Over the past decade, Cuba has become one the most popular destinations for Canadians seeking to escape the rigours of Canadian winters. In fact, Canadians constitute the largest number of foreign visitors to Cuba, with some 600,000 travelling there annually. The reason Canadians hold top spot of course, is the fact that the US continues its half-century long irrational vendetta against the Cuban government and Fidel Castro, in particular. The Americans continue to exert a tight economic blockade against Cuba and forbid their citizens and businesses from having any contact with one of their closest neighbours.
The American policy is but the latest abuse that Cuba has suffered over the past five hundred years of its history since it was first discovered by Christopher Columbus. For four hundred years, the Spaniards exploited and oppressed the island and its native denizens shamelessly. At the end of the 1800s, the locals finally, after a series of unsuccessful uprisings, were poised to overthrow their Spanish masters, when the Americans decided to intervene.
The Americans had long cast covetous eyes on Cuba, and in 1898 found, though some say created, an opportunity to intervene. On February 15, 1898, the US warship Maine mysteriously exploded and sank in Havana Harbour. The Americans blamed the Spanish and declared war on Spain. US troops were quickly dispatched to Cuba and had little trouble in routing the Spanish military forces there that had been severely weakened by Cuban insurgents over the previous decade. The Americans then took direct control of Cuba, imposing a constitution and policies clearly conducive to American economic exploitation.
Although nominally the Cubans were allowed to elect their own Constituent Assembly and President from 1902 onwards, Americans effectively retained control of the island. Although there was significant American investment into Cuba resulting in rapid economic growth, the benefits went mostly to American investors and a small elite of Cuban functionaries who had no compunction in exploiting their fellow citizens.
Tourism, especially from the US, grew exponentially, stimulated by the rapid growth of resorts and casinos, most of which came under the control of the American Mafia. The economic inequities created, unsurprisingly, resulted in widespread popular discontent and the growth of a revolutionary insurgency movement led by a number of leaders, the most well known of which were Fidel Castro and Che Guevara. In 1959, they succeeded in overthrowing the corrupt regime of President Fulgencio Batista.
At the time of his victory, Castro, though a fairly hard-line and ruthless revolutionary of socialist bent, was not a Communist, though many Americans who had a limited understanding of Cuba and its history had branded him so.
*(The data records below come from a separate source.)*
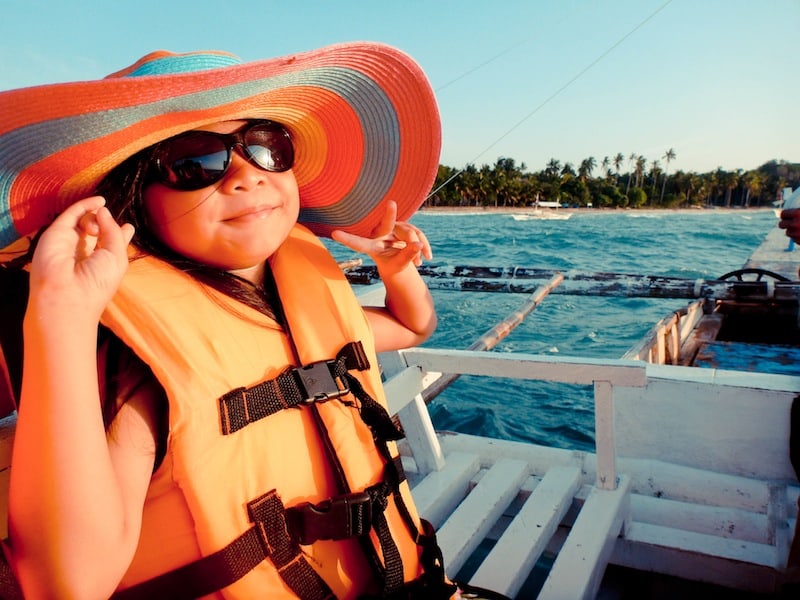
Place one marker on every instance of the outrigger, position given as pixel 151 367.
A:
pixel 691 484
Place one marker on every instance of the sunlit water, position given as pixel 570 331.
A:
pixel 692 244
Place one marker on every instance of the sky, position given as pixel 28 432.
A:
pixel 716 81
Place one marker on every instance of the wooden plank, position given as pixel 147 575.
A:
pixel 579 567
pixel 440 492
pixel 469 524
pixel 529 366
pixel 511 560
pixel 706 330
pixel 739 565
pixel 606 457
pixel 421 436
pixel 774 255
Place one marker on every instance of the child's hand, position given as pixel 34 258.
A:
pixel 393 245
pixel 80 259
pixel 790 221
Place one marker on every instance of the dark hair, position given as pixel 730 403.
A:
pixel 123 189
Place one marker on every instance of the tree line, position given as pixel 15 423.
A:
pixel 616 182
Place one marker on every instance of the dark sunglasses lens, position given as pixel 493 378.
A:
pixel 194 161
pixel 270 147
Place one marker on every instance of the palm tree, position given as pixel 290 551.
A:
pixel 618 159
pixel 668 156
pixel 641 163
pixel 655 169
pixel 753 181
pixel 607 166
pixel 553 168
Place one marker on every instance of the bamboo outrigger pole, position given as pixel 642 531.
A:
pixel 493 336
pixel 527 280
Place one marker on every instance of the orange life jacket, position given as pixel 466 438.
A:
pixel 254 473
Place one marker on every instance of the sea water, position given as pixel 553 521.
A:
pixel 693 244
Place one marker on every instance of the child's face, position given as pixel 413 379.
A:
pixel 236 223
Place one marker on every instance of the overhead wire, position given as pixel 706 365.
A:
pixel 552 96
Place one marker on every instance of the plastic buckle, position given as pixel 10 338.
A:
pixel 333 519
pixel 319 384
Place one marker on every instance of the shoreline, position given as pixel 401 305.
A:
pixel 479 210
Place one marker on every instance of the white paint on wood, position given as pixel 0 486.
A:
pixel 468 525
pixel 440 492
pixel 578 569
pixel 508 564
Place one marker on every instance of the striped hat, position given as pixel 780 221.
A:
pixel 362 117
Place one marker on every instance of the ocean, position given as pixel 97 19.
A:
pixel 692 244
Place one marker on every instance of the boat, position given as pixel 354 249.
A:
pixel 690 488
pixel 542 213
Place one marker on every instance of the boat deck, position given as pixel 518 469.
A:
pixel 776 254
pixel 532 521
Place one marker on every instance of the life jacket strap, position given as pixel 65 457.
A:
pixel 296 386
pixel 268 538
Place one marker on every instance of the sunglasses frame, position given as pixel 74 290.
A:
pixel 164 174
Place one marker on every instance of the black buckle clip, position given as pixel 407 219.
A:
pixel 318 382
pixel 333 519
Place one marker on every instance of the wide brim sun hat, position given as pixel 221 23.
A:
pixel 362 116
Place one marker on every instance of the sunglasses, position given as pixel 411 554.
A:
pixel 198 159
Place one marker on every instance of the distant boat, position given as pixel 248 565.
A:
pixel 542 213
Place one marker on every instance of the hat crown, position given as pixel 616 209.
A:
pixel 163 62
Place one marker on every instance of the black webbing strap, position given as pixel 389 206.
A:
pixel 14 284
pixel 294 387
pixel 268 538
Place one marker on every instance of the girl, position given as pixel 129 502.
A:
pixel 201 409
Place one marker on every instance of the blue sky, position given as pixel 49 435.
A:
pixel 715 80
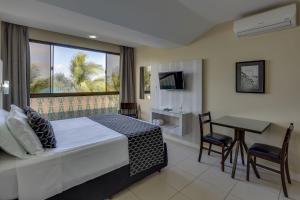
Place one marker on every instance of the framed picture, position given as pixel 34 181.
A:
pixel 250 77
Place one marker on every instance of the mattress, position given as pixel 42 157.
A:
pixel 85 150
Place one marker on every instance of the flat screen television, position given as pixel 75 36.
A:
pixel 171 80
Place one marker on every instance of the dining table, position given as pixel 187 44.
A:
pixel 241 126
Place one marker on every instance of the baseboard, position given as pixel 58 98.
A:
pixel 180 141
pixel 294 176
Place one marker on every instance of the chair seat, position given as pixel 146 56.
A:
pixel 218 138
pixel 265 151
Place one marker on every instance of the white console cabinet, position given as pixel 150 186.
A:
pixel 178 123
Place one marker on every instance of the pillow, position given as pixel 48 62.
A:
pixel 20 129
pixel 16 108
pixel 7 142
pixel 43 129
pixel 28 109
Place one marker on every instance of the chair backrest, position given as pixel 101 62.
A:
pixel 128 108
pixel 285 145
pixel 204 118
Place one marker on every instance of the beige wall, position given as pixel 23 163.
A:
pixel 221 49
pixel 0 56
pixel 48 36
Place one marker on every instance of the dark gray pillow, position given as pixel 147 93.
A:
pixel 43 129
pixel 28 109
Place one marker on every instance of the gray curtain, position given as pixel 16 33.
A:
pixel 16 64
pixel 127 75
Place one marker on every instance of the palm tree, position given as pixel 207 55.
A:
pixel 82 72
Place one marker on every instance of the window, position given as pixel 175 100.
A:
pixel 58 69
pixel 40 68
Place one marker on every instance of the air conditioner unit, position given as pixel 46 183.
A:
pixel 273 20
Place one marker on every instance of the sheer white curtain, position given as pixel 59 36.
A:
pixel 127 75
pixel 16 63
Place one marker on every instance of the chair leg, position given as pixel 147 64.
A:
pixel 223 159
pixel 248 166
pixel 209 149
pixel 242 153
pixel 230 156
pixel 283 179
pixel 200 153
pixel 253 163
pixel 287 171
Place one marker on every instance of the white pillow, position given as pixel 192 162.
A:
pixel 7 142
pixel 16 108
pixel 20 129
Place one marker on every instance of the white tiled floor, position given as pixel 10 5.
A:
pixel 187 179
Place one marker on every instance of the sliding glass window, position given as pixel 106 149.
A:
pixel 58 69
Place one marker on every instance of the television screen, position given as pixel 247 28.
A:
pixel 171 80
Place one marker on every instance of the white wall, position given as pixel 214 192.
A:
pixel 187 100
pixel 221 49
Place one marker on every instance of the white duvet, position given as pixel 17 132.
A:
pixel 85 150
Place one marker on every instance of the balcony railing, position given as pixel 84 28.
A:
pixel 55 108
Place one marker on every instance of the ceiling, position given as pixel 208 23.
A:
pixel 156 23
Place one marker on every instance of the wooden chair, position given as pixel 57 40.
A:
pixel 273 154
pixel 212 138
pixel 129 109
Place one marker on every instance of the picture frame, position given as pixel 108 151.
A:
pixel 250 77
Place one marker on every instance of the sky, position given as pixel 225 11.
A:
pixel 40 55
pixel 64 55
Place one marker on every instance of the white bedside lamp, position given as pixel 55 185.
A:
pixel 4 85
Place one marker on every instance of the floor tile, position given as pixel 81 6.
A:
pixel 231 197
pixel 250 191
pixel 125 195
pixel 199 190
pixel 219 179
pixel 153 188
pixel 293 191
pixel 179 196
pixel 192 166
pixel 176 177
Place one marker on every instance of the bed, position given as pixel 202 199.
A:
pixel 95 158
In fact, for several years after his victory he made numerous attempts to find a political understanding with the US only to be rebuffed by the Cold War hard liners in the American administration. Frustrated and needing economic support, Castro threw in his lot with the Soviets, and Cuba became a Communist country in 1965.
Since then, the US has waged a relentless campaign to bring down Castro and the Cuban government, despite the fact that most of the rest of the world has in recent decades normalized relations with this island country. In fact, many political experts maintain that this single minded vendetta against the Cubans is actually prolonging Castro and his regime’s continuing hold on power. They claim that opening up travel and ties with Cuba would greatly accelerate its transformation into a more democratic and free enterprise state.
Even the existing Cuban government has come to realize that centralized Soviet-styled economy coupled with a one-party state is untenable, and are beginning to make moves to encourage private enterprise and liberalize their heavy-handed autocratic rule. I saw many signs of this during my week in Cuba.
This would be an opportune time for the Americans to start engaging in real dialogue with the Cubans aimed at normalizing relations between the two states. The inflexible, petty and irrational persecution of Cuba by the Americans is highly counter-productive.